Notes on Twee and Why It Should Be Deplored

Usually I'm pretty up-to-date about language, but I admit to being well behind the power curve when it comes to this latest one: twee.

It started with an article in New York Times, in which the writer discussed the outréness of the word 'fiancé,' asserting that it was "twee."  And I went, "what in the Hell is that?" After all, fiancé sounds a lot more genteel than "the guy I'm shacked up with" when talking to older generations.

Atlantic magazine provided me with a perspective, sort of. It declared twee to be excessively sweet, dainty, sentimental, even to the point of sickening the ironic sensibility.''

Twee’s core values include “a healthy suspicion of adulthood”; “a steadfast focus on our essential goodness”; “the cultivation of a passion project” (T-shirt company, organic food truck); and “the utter dispensing with of ‘cool’ as it’s conventionally known, often in favor of a kind of fetishization of the nerd, the geek, the dork, the virgin.”


I was astonished that the definer of "twee" complained about Zooey Deschanel as being unabashedly twee, like her character in The New Girl was a bad thing. And I must question, why is sweetness, daintyness, and sentimentality bad? When adults are messing up so readily, why not be suspicious of adulthood? What's wrong with passion projects? Why is 'cool' so enshrined? Isn't 'cool' for poseurs?

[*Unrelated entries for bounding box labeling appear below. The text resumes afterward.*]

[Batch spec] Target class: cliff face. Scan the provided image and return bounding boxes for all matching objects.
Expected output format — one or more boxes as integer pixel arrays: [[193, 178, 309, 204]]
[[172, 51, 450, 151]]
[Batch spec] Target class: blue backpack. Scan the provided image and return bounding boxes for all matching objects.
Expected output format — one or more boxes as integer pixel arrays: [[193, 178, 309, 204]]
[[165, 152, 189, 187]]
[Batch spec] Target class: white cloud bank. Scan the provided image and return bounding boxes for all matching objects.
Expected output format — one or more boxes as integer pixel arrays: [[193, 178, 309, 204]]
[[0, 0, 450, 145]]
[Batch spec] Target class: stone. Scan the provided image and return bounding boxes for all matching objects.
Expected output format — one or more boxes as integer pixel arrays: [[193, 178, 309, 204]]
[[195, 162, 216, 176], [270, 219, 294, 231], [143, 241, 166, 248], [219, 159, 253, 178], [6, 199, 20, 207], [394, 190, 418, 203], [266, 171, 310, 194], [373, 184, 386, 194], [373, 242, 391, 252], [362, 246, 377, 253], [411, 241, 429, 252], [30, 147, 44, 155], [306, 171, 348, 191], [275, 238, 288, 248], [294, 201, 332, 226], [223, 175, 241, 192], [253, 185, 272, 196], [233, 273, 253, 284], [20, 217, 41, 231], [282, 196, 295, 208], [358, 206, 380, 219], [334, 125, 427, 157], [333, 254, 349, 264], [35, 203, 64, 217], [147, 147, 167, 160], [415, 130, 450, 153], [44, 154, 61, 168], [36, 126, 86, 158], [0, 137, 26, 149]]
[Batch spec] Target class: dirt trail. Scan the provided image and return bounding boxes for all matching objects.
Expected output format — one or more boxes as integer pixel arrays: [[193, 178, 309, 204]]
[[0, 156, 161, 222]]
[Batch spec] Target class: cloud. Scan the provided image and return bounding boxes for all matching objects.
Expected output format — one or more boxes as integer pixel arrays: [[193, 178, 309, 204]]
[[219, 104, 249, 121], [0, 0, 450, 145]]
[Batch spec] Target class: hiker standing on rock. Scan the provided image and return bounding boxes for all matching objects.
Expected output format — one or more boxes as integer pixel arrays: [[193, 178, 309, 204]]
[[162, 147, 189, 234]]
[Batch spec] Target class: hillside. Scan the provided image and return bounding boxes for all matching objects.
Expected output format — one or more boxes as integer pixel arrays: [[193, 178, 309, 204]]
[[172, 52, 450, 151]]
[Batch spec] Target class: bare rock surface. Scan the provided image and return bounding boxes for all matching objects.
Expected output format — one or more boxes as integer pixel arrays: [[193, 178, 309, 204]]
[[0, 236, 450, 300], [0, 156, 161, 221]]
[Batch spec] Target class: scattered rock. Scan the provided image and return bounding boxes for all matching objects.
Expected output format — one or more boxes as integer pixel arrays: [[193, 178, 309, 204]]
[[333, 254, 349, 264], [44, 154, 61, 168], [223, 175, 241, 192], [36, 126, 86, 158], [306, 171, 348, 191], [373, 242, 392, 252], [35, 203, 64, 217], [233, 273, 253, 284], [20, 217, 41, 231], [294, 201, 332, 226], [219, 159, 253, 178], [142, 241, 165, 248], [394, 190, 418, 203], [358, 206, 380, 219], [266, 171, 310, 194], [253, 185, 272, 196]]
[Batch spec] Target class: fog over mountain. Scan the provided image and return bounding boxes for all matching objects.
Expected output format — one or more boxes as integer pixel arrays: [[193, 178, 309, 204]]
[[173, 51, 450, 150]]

Nerds, dorks, and geeks might have come into their own. And some people have become reconstituted virgins. Or to borrow a post-Civil War expression, galvanized virgins!







10 comments:

TexWisGirl said...

i remember first reading the word 'twee' somewhere in an article on-line. i had to look it up, too.

John A Hill said...

It's new to me. I doubt it will find its way into my vocabulary but at least I'll know what it means when I encounter others that use it.

Mike said...

After you get to be older it becomes too much trouble to keep up with the latest jargon.

Bilbo said...

I'd not heard the word before, but I'm unlikely to use it in any case. Now, "galvanized virgins" ... that's a useful term!

Deena said...

It get the idea of 'twee,' but it does sound very judgemental. But there's a lot of that going on. Galvinized virgin describes some of my born-again friends.

Cloudia said...

Thanks for this dispatch from the [culture] front, pal!

allenwoodhaven said...

I'd heard the term in passing but had no idea what it meant. Thanks!

Gorilla Bananas said...

I remember that word! I tend to associate it with frills and bows. But I'm not convinced that girl is a virgin. Something in her eyes tell me she's known man.

Gorilla Bananas said...

I remember that word! I tend to associate it with frills and bows. But I'm not convinced that girl is a virgin. Something in her eyes tell me she's known man.

eViL pOp TaRt said...

Thanks for your thoughts, my friends!

Gorilla Bananas, so who's keeping score?